Baseball officials said other teams will follow suit this year and next, but universal availability of in-market streaming appears to be a long way off.

The Yankees deal still represents only one agreement with a single cable provider. Reaching terms with all cable providers will take years, and it is unclear how fans can get the service if their cable company is not also a broadband provider. (Satellite subscribers, for instance, might find themselves shut out.)

Still, other teams have a clear incentive to push for the service, given the opportunity for new revenue.

Teams that own shares of their regional sports networks - the Red Sox, Orioles and Nationals, for example - likely will be the first to strike deals. But the service should appeal to other regional sports networks and cable providers as well because they will get a share of the money.

“We’re hoping other clubs climb aboard,” MLB president Bob DuPuy said.

A spokesman for the Mid-Atlantic Sports Network, which televises Nationals and Orioles games, said the network is reviewing the in-market streaming issue.

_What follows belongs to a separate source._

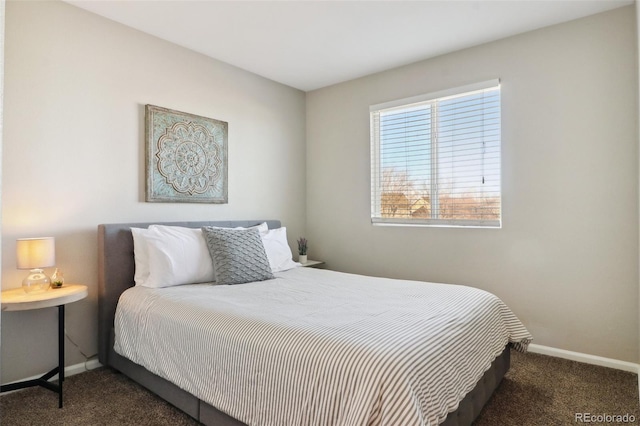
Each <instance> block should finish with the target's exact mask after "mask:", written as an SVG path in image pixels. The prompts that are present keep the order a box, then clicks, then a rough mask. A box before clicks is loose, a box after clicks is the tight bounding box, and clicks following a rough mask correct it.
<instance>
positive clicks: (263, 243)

He said MASN expects to make a statement about it in the future but did not offer a timeline.

The creation of in-market streaming might seem to provide a remedy to the confusing blackout policies that prevent some fans from seeing the games of their hometown teams.

But DuPuy said the blackout issue is a separate one that officials still are working to resolve.

“That remains an issue for us, and we are trying to solve it,” DuPuy said. “Our goal is to provide as many games to our fans on as many devices and in as many fashions as possible.”